Considering an Erdos Renyi random graph with $p = \frac{\lambda}{n}$ and $\lambda < 1$, I am trying to show that $ \frac{|C_{max}|}{log (n)} $ approaches $ \frac{1}{I_{\lambda}} $ in probability, where $|C_{max}|$ is the size of the largest component and $I_\lambda = \lambda -1 – log(\lambda)$.
So I should show that:
$$ \lim_{n \to \infty} P(|\frac{|C_{max}|}{log (n)} – \frac{1}{I_{\lambda}}| > \epsilon) = 0 $$
I think I should use the upper and lower bounds on the largest subcritical component, i.e. $P(|C_{max}|\ge a log(n)) = O(n^{-\delta})$ if $ a > \frac{1}{I_\lambda} $ and $P(|C_{max}|\le a log(n)) = O(n^{-\delta})$ if $ a < \frac{1}{I_\lambda} $, which means that $|C_{max}| \approx \frac{1}{I_\lambda}log(n)$. Then rewriting the equation above:
$$ \lim_{n \to \infty} P(||C_{max}| – \frac{1}{I_{\lambda}} log (n)| > \epsilon log (n)) = 0 $$
Then I should be able to use Chebyshev's inequality, but I'm not sure if this approach is valid until now and I don't know what the variance of $|C_{max}|$ is.
Best Answer
So you're not interested in proving those upper and lower bounds, just in using them to prove convergence in probability?
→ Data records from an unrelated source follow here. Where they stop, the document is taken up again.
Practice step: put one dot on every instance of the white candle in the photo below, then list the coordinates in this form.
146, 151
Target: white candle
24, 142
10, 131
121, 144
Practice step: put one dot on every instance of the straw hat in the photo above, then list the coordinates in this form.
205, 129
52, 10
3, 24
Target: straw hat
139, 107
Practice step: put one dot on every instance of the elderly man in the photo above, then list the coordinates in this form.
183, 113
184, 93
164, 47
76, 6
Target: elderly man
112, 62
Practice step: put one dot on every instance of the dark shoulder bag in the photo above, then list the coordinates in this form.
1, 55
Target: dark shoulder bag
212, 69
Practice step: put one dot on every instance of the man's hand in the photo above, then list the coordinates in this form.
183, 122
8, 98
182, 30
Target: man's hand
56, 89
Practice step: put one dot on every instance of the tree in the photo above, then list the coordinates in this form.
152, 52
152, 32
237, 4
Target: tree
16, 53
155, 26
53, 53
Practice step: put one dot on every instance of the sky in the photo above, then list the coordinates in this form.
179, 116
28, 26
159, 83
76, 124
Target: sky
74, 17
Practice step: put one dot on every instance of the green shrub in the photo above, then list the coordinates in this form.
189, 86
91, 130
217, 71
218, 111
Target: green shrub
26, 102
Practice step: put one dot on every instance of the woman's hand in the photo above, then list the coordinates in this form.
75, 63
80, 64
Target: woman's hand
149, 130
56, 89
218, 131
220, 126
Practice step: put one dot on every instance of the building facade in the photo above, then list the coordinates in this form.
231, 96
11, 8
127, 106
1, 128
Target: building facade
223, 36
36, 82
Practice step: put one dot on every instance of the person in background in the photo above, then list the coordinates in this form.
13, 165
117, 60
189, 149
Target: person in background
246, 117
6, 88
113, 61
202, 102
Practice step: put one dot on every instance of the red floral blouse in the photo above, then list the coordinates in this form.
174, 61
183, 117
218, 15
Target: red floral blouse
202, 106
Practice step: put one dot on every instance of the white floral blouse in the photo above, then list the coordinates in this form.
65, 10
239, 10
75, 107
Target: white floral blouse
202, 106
For that, you don't need any extra knowledge of the random graph. For any $\epsilon>0$, the first bound says that we have $$ \Pr[|C_{\max} > (\tfrac1{I_\lambda} + \epsilon)\log n] = O(n^{-\delta}) $$ (presumably for some $\delta>0$ depending on $\epsilon$) which we can rewrite as $$ \Pr\left[\frac{C_{\max}}{\log n} - \frac1{I_\lambda} > \epsilon\right] = O(n^{-\delta}) $$ and this goes to $0$ in the limit as $n \to \infty$. Similarly, the second bound tells us that $$ \Pr[|C_{\max}| < (\tfrac1{I_\lambda} - \epsilon)\log n] = O(n^{-\delta}) $$ and this can be rewritten as $$ \Pr\left[\frac{C_{\max}}{\log n} - \frac1{I_\lambda} < -\epsilon\right] = O(n^{-\delta}) $$ which also goes to $0$ in the limit as $n \to \infty$. Finally, the probability you were looking for, $$ \Pr\left[\left|\frac{C_{\max}}{\log n} -\frac1{I_\lambda}\right| > \epsilon\right], $$ is the sum of the two probabilities above, so its limit is also $0$.